Introduction to the Genre of Fairytales.

For my second experiment, I plan to create a fairytale story. I loved learning about the blogging genre in my first experiment, but I now am interested in using a genre I enjoyed throughout my childhood, instead of a genre I use daily in this digital age. 

Ever since I was a little girl, I enjoyed a good fairytale bedtime story. Some of my favorite fairytale stories included Snow White and the Seven Dwarfs, The Little Mermaid, and The Twelve Dancing Princesses. What I enjoy about fairytales is that they are all are consistent—they usually begin with “once upon a time,” or “very long ago.” Additionally, the story usually takes place in an imaginary land with magic elements. 

What is a fairytale? The dictionary definition of a fairytale is “a children’s story about magical and imaginary beings and lands.” The fairytale genre is one that has always excited me, and I look forward to exploring this culture!  I researched a few different sources about how to construct a fairytale and the conventions of a fairytale. I cited them below! 

Fairytales are made up of many fun, intriguing aspects: the moral lesson, an animal, a mysterious character, an obstacle, and a happily ever after ending. To make a good fairytale, each of these components need to be included. For example, in the very well-known fairytale Cinderella she faced the obstacle of having two evil step sisters and an evil step mother, all of whom made her do chores and suffer. The aspect of magic was the Fairy Godmother, and the moral lesson was “kindness towards all, forgiving others for doing wrong, and never letting bad things ruin your heart.” Easily one of my favorite childhood stories! 
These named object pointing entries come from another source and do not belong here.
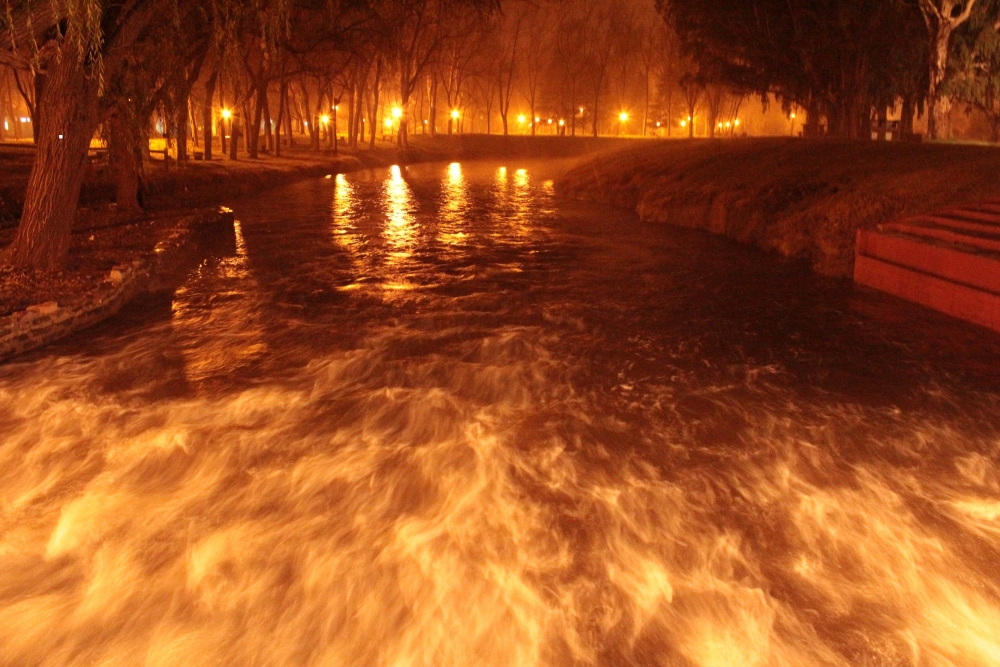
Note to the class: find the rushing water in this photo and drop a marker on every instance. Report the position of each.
(436, 416)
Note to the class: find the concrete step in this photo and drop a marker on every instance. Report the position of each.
(970, 234)
(956, 263)
(962, 301)
(991, 218)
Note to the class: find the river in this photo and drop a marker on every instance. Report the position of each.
(436, 416)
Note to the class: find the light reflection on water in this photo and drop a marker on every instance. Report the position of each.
(527, 434)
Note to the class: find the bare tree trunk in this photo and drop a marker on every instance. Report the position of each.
(234, 137)
(268, 132)
(125, 161)
(374, 112)
(432, 120)
(69, 118)
(282, 110)
(181, 114)
(193, 120)
(253, 130)
(359, 113)
(222, 122)
(206, 112)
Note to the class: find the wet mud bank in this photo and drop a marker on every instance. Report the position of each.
(93, 298)
(798, 198)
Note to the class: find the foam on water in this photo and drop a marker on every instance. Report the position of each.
(439, 418)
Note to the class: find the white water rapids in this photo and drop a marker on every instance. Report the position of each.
(438, 417)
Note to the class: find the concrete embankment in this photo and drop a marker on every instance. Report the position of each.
(798, 198)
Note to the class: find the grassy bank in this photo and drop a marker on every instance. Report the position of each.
(799, 198)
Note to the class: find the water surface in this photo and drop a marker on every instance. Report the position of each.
(437, 416)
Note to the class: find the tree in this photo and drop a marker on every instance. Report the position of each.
(942, 18)
(976, 63)
(86, 44)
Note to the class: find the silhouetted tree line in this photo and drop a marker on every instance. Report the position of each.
(843, 60)
(253, 77)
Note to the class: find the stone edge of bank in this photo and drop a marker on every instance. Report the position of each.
(41, 324)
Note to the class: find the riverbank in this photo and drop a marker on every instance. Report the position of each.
(112, 262)
(798, 198)
(54, 304)
(199, 183)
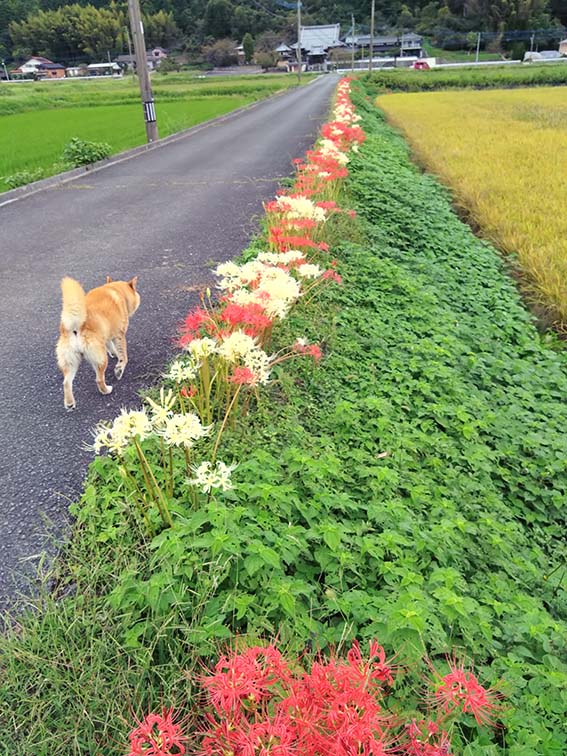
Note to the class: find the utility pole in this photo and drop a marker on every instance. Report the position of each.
(371, 55)
(142, 70)
(131, 59)
(298, 51)
(352, 45)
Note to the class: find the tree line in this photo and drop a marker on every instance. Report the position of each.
(90, 28)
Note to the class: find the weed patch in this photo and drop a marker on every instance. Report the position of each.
(409, 488)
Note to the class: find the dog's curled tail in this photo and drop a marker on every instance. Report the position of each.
(74, 312)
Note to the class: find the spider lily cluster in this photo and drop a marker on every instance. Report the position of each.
(259, 703)
(226, 353)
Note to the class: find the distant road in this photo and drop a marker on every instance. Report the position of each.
(165, 215)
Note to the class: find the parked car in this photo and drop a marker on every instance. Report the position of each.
(543, 55)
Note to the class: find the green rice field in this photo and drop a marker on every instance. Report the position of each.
(37, 120)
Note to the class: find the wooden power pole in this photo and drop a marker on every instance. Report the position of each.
(371, 55)
(299, 59)
(142, 70)
(352, 44)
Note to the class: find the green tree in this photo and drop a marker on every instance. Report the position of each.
(221, 53)
(160, 29)
(218, 18)
(248, 46)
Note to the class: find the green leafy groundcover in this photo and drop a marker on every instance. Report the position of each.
(411, 487)
(490, 77)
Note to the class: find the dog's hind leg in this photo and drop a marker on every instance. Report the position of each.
(122, 354)
(96, 355)
(68, 362)
(111, 348)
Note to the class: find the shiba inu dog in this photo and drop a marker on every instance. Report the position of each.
(91, 325)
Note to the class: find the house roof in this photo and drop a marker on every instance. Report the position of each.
(322, 37)
(114, 64)
(37, 58)
(132, 58)
(383, 39)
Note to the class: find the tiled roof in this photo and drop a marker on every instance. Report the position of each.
(320, 36)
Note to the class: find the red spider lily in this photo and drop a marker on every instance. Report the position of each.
(311, 350)
(332, 275)
(248, 315)
(460, 690)
(157, 735)
(188, 393)
(328, 205)
(342, 134)
(245, 679)
(196, 323)
(375, 668)
(426, 739)
(244, 376)
(284, 242)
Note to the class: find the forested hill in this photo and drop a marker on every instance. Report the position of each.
(91, 27)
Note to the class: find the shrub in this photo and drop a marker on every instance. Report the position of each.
(222, 53)
(79, 152)
(22, 178)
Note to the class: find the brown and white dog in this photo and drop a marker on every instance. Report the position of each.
(91, 325)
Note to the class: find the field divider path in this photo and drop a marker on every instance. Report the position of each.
(59, 178)
(165, 214)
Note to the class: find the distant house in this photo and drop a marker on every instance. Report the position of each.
(158, 52)
(387, 44)
(73, 72)
(29, 69)
(315, 43)
(50, 71)
(153, 59)
(104, 69)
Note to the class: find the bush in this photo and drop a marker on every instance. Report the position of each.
(222, 53)
(79, 152)
(22, 178)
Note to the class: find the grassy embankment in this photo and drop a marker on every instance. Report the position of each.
(457, 56)
(494, 77)
(38, 120)
(499, 152)
(410, 488)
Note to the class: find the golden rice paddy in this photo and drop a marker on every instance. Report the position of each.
(504, 155)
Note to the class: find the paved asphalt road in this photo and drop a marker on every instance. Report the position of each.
(163, 215)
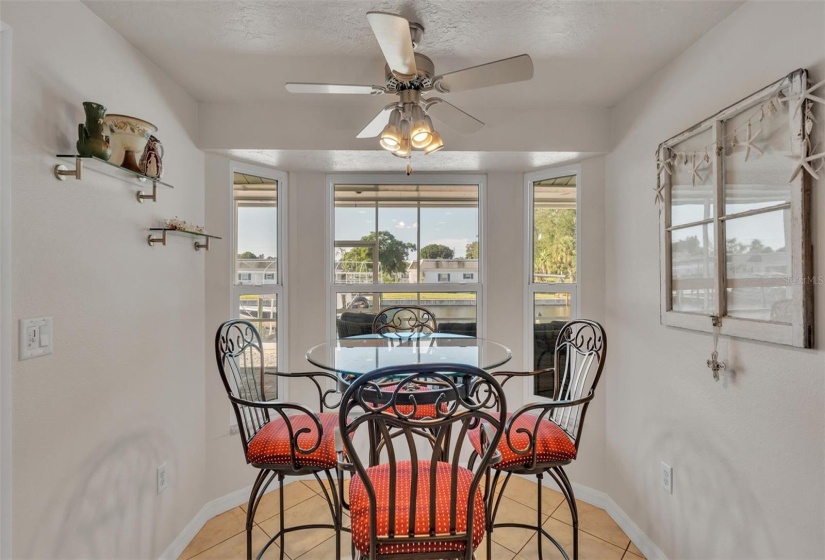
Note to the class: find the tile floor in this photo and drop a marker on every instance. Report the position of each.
(223, 536)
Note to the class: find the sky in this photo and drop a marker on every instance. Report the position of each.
(258, 231)
(453, 227)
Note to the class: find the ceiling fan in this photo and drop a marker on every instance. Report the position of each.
(404, 124)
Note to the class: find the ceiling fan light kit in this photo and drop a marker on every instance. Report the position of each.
(405, 125)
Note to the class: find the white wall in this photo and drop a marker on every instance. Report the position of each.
(123, 390)
(747, 452)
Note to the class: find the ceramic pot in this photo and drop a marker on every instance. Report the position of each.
(91, 136)
(151, 164)
(130, 135)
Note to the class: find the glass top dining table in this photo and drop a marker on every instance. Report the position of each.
(357, 355)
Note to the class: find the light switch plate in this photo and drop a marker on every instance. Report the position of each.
(36, 337)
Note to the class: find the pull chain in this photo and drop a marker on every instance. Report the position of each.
(714, 364)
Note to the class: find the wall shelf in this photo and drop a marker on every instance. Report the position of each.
(165, 231)
(102, 166)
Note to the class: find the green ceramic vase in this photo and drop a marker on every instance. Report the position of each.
(91, 138)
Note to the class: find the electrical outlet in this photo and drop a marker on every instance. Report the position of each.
(162, 478)
(667, 478)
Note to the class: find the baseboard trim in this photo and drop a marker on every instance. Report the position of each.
(583, 493)
(210, 510)
(602, 500)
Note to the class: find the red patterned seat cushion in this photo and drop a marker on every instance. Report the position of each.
(271, 445)
(380, 478)
(552, 444)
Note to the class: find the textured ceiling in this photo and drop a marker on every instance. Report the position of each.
(379, 160)
(585, 53)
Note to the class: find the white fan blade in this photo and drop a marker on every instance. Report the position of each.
(455, 117)
(393, 34)
(506, 71)
(377, 124)
(293, 87)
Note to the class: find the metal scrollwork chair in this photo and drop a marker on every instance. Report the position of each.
(542, 437)
(280, 439)
(427, 506)
(404, 319)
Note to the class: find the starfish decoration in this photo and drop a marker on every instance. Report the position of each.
(807, 94)
(660, 193)
(664, 165)
(748, 143)
(696, 165)
(804, 161)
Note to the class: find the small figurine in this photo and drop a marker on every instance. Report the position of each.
(151, 162)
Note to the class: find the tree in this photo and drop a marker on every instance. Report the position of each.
(689, 245)
(734, 246)
(392, 254)
(554, 242)
(436, 251)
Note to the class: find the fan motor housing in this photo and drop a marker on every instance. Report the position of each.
(425, 70)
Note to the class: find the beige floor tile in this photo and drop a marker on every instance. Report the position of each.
(215, 531)
(326, 550)
(513, 512)
(294, 493)
(590, 547)
(499, 552)
(524, 492)
(311, 511)
(235, 548)
(595, 521)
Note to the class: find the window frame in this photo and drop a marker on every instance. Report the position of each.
(532, 288)
(800, 333)
(419, 179)
(280, 288)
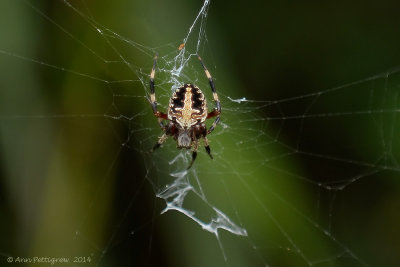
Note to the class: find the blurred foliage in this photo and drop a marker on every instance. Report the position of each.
(76, 182)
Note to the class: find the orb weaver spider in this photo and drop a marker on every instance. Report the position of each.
(187, 111)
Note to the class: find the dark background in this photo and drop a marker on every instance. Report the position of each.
(76, 179)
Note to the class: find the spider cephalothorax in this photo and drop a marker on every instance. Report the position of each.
(186, 114)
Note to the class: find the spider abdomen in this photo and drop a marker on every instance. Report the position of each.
(187, 106)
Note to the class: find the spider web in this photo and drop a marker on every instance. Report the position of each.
(309, 178)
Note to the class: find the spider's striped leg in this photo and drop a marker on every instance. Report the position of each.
(207, 146)
(160, 141)
(194, 153)
(160, 115)
(217, 110)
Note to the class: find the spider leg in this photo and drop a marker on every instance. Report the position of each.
(217, 110)
(194, 153)
(207, 146)
(161, 116)
(160, 141)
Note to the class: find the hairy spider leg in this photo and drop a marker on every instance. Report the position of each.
(207, 146)
(161, 116)
(194, 153)
(160, 141)
(217, 110)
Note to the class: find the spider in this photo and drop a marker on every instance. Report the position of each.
(186, 114)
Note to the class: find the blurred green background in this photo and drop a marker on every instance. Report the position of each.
(311, 170)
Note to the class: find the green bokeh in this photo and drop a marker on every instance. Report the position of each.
(74, 184)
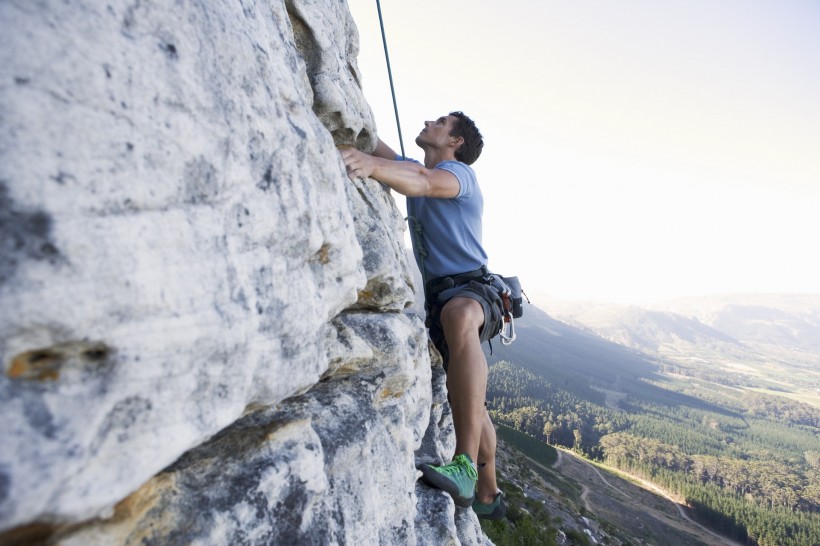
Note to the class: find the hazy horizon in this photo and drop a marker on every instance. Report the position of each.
(634, 152)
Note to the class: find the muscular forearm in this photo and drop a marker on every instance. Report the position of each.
(405, 177)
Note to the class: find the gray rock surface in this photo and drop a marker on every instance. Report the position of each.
(202, 320)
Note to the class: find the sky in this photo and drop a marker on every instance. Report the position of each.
(635, 151)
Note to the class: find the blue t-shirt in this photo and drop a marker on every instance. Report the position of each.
(451, 227)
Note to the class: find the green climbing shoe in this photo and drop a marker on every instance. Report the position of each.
(495, 510)
(457, 478)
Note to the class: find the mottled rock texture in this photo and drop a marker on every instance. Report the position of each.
(203, 322)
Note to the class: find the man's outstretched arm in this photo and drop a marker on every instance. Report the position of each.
(384, 151)
(406, 177)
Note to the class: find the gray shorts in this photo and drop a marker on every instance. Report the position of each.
(484, 294)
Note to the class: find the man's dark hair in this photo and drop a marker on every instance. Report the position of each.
(465, 128)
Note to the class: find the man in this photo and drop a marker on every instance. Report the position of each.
(445, 205)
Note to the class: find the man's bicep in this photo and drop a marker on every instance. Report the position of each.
(384, 151)
(443, 184)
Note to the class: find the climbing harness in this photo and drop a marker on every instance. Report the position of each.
(390, 77)
(508, 288)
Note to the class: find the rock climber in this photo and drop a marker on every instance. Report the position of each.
(445, 206)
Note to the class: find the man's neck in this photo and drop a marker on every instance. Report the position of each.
(433, 157)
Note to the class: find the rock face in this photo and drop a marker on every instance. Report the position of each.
(203, 322)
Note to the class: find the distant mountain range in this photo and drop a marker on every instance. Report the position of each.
(787, 321)
(757, 341)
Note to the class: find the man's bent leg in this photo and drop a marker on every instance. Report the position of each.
(467, 372)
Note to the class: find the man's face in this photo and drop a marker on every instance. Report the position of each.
(436, 133)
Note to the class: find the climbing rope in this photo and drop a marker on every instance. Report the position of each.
(390, 77)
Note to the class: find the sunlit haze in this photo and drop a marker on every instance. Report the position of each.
(634, 151)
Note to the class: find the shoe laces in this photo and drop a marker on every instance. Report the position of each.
(461, 464)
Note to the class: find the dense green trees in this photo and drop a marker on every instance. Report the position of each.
(748, 464)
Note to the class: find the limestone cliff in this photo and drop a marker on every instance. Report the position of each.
(203, 322)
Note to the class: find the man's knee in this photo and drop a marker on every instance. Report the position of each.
(462, 313)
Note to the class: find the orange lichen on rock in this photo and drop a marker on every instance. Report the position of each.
(46, 364)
I plan to take my personal statement essay of my experience and challenge being diagnosed with Celiac disease as my origin piece and turn it into a magical fairytale about being a young gluten-free girl on this path. I hope to include all aspects of a fairytale: a gluten villain, a magic gluten-free fairy creating all food to be gluten-free, and I am brainstorming some more ideas as I learn more about this genre! I hope to add some illustrations to my experiment as well. 

This is one of the sources I explored, where I learned some skills on how to get started creating my own version of a fairytale!

3 thoughts to “Introduction to the Genre of Fairytales.”

  1. I think this is a really neat way to portray celiac to a potentially younger audience. I can see a little girl like you finding out she has celiac and not knowing what to make of it, but reading this story and being inspired. I think we need more stories in which the hero overcomes some sort of perceived “disability” or diagnosis. Excited to read!

  2. Isabelle, I love this!! I think it’s a really interesting way of exploring your Celiac disease, but I also like the fact that your characters are non-conventional. I think representation in fairy tales is really important, and so I love that you’re doing that with this piece.

  3. Hi Isabelle!

    Based on your last experiment, I’m super excited to read about this one. I’m super excited that you went with the gluten villain like we talked about last time! I can’t wait to see how your second experiment progresses!